Information Security Management and Compliance
(562) 985-2283

Appendix A

Permitted Disclosures

The California Information Practices Act was enacted in 1977 to protect individual’s privacy rights in "personal information" contained in state agency records. The Act reflects the Legislature's determination that the right to privacy is in jeopardy and that the maintenance and dissemination of private information should be subject to strict limits. The Act prohibits disclosure of personal information except in certain limited circumstances. Some of these disclosures may impose requirements not included in this document. Consultation with the University Information Security Officer is required before releasing personal information covered by the Information Practices Act.

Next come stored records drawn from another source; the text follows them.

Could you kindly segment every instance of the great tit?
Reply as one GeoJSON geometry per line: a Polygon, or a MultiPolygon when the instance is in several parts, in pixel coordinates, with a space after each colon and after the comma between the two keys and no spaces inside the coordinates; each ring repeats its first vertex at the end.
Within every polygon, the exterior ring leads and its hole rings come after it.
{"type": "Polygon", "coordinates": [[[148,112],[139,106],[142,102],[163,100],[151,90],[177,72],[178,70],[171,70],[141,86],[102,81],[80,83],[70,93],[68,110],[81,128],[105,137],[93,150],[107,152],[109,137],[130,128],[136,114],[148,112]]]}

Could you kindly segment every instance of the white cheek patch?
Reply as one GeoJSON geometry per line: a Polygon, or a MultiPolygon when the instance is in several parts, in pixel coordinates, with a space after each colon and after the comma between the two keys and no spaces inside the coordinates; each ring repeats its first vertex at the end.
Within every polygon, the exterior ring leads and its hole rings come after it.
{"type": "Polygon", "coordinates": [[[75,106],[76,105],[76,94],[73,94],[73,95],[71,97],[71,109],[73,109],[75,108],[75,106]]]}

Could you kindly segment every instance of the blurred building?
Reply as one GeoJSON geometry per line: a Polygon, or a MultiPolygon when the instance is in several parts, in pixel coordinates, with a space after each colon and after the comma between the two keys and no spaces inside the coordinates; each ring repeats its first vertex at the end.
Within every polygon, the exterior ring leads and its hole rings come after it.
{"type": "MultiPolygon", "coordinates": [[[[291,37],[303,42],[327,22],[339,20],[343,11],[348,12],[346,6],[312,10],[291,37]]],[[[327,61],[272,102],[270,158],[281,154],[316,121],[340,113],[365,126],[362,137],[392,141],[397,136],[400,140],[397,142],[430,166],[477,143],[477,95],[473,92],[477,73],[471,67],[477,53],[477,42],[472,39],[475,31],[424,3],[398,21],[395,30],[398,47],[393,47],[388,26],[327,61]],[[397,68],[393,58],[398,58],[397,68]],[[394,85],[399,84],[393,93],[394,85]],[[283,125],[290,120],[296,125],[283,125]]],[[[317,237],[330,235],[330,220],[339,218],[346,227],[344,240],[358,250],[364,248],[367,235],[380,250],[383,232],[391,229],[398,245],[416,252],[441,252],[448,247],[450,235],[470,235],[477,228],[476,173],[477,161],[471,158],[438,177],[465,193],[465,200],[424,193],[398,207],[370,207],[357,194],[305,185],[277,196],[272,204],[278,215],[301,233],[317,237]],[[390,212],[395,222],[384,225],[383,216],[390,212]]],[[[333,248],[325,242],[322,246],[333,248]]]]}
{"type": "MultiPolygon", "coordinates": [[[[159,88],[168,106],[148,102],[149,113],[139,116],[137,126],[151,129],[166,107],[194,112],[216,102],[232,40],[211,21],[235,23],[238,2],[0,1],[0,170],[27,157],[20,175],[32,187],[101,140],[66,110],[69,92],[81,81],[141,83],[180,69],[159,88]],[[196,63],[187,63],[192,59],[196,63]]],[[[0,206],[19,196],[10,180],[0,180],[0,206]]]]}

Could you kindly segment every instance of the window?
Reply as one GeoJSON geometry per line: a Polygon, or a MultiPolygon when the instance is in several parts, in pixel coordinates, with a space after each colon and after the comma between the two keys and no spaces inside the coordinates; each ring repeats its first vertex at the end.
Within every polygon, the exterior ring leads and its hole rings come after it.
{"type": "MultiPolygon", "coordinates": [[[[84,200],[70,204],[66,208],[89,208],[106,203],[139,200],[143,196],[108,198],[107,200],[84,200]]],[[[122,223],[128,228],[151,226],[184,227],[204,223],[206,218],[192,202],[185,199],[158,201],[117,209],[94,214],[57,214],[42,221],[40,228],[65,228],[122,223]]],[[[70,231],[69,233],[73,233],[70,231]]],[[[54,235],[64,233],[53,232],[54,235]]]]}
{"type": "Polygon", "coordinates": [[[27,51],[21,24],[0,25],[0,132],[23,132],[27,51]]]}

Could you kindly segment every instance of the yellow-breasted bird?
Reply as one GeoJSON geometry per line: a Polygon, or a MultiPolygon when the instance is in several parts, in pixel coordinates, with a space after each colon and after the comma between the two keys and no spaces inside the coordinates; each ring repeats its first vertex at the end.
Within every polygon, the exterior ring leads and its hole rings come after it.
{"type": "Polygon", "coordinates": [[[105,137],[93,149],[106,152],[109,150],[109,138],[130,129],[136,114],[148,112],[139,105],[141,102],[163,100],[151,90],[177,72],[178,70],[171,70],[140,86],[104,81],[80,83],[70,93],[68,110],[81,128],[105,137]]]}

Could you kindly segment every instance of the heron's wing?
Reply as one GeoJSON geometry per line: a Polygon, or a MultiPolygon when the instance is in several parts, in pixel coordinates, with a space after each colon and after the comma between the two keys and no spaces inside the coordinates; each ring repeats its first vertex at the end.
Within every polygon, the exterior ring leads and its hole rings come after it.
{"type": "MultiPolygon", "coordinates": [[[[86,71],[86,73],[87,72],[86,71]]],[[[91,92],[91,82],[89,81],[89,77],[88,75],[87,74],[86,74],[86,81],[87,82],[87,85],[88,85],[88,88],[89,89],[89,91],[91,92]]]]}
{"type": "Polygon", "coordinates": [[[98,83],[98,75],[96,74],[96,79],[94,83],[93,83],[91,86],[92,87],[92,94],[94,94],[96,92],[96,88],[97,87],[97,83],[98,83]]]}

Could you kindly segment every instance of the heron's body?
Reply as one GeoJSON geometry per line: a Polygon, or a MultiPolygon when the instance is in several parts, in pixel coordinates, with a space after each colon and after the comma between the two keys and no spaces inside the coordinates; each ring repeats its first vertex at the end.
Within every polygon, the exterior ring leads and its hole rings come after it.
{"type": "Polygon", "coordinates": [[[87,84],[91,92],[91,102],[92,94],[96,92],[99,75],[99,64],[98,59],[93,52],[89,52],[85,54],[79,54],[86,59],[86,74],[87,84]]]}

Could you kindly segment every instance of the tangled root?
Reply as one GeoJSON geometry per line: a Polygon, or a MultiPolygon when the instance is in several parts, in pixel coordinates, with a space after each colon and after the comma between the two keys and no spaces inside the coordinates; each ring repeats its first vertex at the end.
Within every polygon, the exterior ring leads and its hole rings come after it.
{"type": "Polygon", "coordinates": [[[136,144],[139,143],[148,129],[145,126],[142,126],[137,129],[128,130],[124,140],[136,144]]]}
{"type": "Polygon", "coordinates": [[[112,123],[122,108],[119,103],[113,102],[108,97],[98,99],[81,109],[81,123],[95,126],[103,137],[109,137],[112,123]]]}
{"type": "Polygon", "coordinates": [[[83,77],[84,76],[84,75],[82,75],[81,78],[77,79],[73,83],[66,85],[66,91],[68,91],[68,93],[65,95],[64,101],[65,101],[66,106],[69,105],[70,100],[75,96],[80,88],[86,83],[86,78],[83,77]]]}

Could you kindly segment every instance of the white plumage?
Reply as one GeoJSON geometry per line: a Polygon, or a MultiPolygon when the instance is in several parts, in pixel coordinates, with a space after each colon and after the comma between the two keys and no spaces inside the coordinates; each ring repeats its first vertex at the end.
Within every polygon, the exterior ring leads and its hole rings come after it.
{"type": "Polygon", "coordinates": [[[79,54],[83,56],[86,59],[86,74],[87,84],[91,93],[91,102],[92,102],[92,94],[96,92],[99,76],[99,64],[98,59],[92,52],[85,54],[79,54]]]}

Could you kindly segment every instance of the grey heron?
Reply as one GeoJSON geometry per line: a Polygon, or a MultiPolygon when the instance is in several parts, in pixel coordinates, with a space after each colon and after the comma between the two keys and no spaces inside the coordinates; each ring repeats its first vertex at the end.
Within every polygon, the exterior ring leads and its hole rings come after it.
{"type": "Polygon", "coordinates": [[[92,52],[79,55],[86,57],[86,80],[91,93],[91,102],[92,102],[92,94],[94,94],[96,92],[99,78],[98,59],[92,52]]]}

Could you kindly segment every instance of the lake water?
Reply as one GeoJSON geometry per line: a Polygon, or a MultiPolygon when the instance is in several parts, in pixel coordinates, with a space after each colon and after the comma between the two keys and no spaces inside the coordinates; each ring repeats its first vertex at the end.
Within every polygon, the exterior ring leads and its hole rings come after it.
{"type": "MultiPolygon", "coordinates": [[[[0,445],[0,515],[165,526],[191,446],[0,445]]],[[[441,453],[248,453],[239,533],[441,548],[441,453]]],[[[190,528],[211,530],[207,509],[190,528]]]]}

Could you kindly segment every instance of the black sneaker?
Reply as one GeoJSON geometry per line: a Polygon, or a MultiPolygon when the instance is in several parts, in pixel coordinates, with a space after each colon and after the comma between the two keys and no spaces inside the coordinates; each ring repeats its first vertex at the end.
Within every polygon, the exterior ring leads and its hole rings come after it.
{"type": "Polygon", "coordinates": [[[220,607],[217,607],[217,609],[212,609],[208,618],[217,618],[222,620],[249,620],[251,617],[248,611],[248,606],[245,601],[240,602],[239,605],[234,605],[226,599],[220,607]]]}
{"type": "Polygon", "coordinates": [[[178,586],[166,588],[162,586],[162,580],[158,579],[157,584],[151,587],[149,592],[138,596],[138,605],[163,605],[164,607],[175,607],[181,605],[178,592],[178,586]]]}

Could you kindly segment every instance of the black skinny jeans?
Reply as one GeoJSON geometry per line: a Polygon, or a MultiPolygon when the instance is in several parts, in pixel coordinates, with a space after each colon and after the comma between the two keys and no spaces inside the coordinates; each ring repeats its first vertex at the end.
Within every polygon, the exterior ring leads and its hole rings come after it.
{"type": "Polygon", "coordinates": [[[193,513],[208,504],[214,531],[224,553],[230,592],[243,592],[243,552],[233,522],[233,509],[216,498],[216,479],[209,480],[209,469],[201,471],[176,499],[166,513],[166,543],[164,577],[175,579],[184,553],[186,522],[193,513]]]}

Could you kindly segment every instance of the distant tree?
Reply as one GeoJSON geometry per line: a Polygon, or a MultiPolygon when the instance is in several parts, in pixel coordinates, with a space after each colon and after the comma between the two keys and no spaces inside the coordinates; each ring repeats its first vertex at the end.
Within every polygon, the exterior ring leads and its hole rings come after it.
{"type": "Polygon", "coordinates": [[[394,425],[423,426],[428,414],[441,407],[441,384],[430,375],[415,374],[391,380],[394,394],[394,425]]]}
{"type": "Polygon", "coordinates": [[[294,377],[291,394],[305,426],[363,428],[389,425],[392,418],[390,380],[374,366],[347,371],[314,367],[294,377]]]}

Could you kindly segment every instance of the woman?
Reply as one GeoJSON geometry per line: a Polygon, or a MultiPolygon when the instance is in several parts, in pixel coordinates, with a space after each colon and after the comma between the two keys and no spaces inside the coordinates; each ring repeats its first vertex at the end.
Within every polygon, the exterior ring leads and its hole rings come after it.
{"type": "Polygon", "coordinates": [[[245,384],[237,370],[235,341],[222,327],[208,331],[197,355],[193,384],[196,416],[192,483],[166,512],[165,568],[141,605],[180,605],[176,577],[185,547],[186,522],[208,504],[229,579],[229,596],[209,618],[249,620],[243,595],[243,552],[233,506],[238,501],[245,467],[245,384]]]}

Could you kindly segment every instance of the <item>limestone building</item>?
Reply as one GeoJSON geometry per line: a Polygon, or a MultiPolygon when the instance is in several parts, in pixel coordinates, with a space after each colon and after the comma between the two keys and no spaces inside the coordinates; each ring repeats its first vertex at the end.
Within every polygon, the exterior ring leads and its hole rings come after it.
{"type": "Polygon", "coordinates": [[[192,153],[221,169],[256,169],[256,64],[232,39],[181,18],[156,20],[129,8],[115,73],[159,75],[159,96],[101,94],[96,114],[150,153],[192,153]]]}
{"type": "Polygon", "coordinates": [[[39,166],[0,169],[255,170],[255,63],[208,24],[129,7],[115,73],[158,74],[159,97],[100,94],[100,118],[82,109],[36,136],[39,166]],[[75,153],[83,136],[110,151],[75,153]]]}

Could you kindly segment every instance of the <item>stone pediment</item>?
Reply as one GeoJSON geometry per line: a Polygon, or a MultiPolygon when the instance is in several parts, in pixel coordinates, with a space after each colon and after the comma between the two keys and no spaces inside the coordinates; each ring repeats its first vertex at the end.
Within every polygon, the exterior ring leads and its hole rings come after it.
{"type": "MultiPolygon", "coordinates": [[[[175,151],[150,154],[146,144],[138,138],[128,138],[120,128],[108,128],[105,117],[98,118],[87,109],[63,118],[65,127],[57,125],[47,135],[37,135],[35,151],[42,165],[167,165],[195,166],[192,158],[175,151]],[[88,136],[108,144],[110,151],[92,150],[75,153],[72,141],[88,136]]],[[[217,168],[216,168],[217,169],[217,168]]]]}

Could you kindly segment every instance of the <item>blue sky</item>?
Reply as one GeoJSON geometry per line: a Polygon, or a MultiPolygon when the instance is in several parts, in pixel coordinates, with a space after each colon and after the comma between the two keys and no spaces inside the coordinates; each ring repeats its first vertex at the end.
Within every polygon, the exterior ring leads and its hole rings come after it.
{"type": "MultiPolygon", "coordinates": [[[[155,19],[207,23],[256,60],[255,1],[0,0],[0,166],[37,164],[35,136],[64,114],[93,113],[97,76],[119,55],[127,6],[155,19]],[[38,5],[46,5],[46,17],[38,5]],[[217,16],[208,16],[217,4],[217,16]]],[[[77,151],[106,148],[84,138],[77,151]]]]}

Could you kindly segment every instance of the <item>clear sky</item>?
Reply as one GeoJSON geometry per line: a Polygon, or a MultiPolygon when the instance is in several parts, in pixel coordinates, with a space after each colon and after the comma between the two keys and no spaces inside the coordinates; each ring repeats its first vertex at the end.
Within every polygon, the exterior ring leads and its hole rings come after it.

The following disclosures are permitted under the Information Practices Act:

to the individual to whom the information pertains;

  • where the individual to whom the information pertains has given voluntary written consent to disclose the information to an identified third part no more than 30 days before the third party requested it, or within the time limit agreed to by the individual in the written consent;
  • to an appointed guardian or conservator of a person representing the individual provided it can be proven with reasonable certainty through CSU forms, documents or correspondence that the person is the authorized representative of the individual to whom the information pertains;
  • to persons within the CSU who need the information to perform their functions;
  • to another government agency when required by law;
  • in response to a request for records under the California Public Records Act;
  • where there is advance written assurance that the information is to be used for purposes of statistical research only and where the information will be redisclosed in a form that does not identify any individual;
  • where the CSU has determined that compelling circumstances exist which affect the health or safety of the individual to whom the information pertains, and notification is transmitted to the individual at his or her last known address, and the disclosure does not conflict with other state or federal laws;
  • pursuant to a subpoena, court order, or other compulsory legal process if, before disclosure, the CSU notifies the individual to whom the record pertains, and if the notification is not prohibited by law;
  • pursuant to a search warrant;
  • to a law enforcement or regulatory agency when required for an investigation of unlawful activity of or for licensing, certification, or regulatory purposes, unless the disclosure is otherwise prohibited by law.